TENSÃO
"Jânio Natal é incompetente e preguiçoso", diz ex-prefeito
Luciano Francisqueto, ex-prefeito de Itabela reagiu à declarações do prefeito de Porto Seguro

O cenário político do extremo sul da Bahia subiu de temperatura após embate público. O ex-prefeito de Itabela, Luciano Francisqueto, reagiu de forma incisiva às declarações recentes feitas pelo prefeito de Porto Seguro, Jânio Natal (PL), que teriam ultrapassado a barreira do debate administrativo para atingir a esfera pessoal de Francisqueto.
Estopim
A polêmica teve início após falas de Jânio Natal que mencionavam aspectos da vida privada do ex-gestor itabelense.
Na postagem, Jânio Natal afirmou que a adesão da vereadora Kamilly Vieira, que é ex-esposa de Francisqueto, à base, ocorreria pelo fato de ela não desejar compartilhar o mesmo palanque que Francisqueto. O texto de Jânio foi além, citando que a decisão da vereadora estaria motivada por imbróglios judiciais relacionados ao pagamento de pensão alimentícia.

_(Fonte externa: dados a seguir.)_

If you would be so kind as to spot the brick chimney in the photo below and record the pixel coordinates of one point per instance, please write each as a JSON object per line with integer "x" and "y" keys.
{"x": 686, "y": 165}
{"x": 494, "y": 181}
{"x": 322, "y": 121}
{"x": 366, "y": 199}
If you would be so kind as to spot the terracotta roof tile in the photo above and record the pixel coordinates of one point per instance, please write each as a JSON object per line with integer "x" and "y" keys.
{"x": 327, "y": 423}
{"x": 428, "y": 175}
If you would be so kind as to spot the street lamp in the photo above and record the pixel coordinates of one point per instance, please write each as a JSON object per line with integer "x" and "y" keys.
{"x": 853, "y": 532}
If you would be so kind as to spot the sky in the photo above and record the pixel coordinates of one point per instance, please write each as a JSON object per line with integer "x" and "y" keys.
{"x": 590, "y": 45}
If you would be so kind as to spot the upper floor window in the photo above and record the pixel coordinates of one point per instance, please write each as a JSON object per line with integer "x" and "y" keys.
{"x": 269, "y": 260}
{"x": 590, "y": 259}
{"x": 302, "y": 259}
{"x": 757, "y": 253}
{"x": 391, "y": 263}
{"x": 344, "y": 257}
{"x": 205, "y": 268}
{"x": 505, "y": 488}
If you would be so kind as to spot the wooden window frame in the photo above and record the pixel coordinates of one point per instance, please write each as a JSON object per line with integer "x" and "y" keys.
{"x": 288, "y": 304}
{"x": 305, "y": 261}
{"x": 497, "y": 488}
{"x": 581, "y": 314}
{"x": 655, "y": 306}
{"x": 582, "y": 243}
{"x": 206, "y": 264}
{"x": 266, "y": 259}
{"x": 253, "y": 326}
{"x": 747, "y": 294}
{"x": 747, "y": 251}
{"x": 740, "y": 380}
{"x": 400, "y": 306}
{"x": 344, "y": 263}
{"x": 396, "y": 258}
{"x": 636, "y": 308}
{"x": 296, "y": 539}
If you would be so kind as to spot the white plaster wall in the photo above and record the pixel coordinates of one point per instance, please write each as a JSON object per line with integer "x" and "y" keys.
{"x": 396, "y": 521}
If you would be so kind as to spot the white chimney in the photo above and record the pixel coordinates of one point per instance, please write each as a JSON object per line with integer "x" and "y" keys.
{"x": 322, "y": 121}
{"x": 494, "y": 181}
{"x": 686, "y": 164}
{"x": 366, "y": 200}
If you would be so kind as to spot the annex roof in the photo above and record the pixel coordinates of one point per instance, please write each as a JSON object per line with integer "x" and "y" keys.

"Jânio é incompetente, preguiçoso e perseguidor. Vira homem, você precisa cuidar da cidade. Um homem da sua idade usar das pessoas para ofender as famílias é um homem sem moral", disparou Francisqueto.
E emendou:
"Eu sou muito pai", afirmou Luciano, rechaçando as insinuações feitas na postagem original.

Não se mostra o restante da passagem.